Submitted by Resident_Advance_116 t3_118adtd in tifu
I have clinical depression and even though I have medicines for it sometimes I just feel down and want to stop existing for a minute. My best friend died 2 years ago and my father died 3 years ago and I just feel alone since they were the most important people in my lives.
My bf (m27) has been with my for 4 years and we currently live together. Im finishing my studies in Economics and work half time. Today I was supposed to go to clases but I was really down, I have anxiety and I dont always feel understood by my bf because he doesnt know how does it feel and he is the type of person that works ALL day to feel productive and in some way gets mad if I am not putting by best effort on my classes or work.
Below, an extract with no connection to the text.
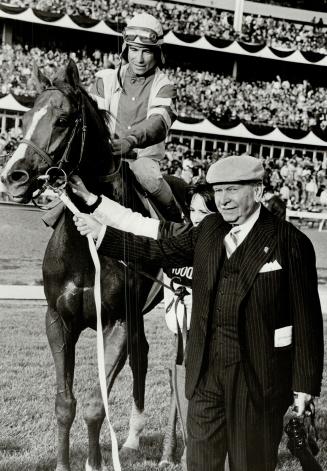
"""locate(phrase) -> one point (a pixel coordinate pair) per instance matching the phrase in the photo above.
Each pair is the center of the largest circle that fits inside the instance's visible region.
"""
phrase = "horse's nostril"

So instead of staying home and have him lecture me,since I already missed classes all last week, I decided to get in the car and park near home and just be by myself and think
Well as I was sleeping in the car my bf knock on my door since he was walking our dog (a corgi) and saw me. He just get pissed and leave. I tried to explain when I come back home but he just asked me space. I know he hates lies and I really think he will never trust me again. I just feel like I cant share all my burden with him and so I dont tell him, but with this I think I just lost the one person I have left
I really tried to explain and apologize and in the same way tell him that I sometimes dont feel confortable telling him that I just cant live sometimes. He is not talking to me, and now Im just in my closet feeling like shit and hoping that I can just disappear.
TL;DR TIFU by telling my bf I was going to school and instead I park near by and sleep. He saw me and know I think he will never trust me again
UPDATE:
Hi everyone, thank you for your comments and virtual hugs. It really help calm myself down and just breath and have the strength to deal with the situation. It really made me happy to see that people also deal with this type of situation and to read how different people deal with it.
A few hours after I posted my bf came to talk to me, as some people mention he really just needed time to think and try to understand. He really just dont know how to help me and he was scared that I was still this depressed since the last 4 months I was progressing really good. We talked and hug and he apologize if he made me feel like I couldnt talk to him or like I was alone. I apologize for lying and promise to just try to be more honest. We talk alot more but that was the gist of it.
I talked with my therapist and she will start seeing me more often again. Tomorrow my bf will come with me to school not to pressure me or to take me there but just to be there in the car with me and be my support to whatever I want to do, and if I want to sleep in the car he would sleep with me.
So everything is fine, I think my anxiety just made me spiral.
Again thanks everyone for your comments. I hope that all of you are doing fine.
indiana-floridian t1_j9fy895 wrote
Are you in therapy? If not, you need to. If you are, call your therapist.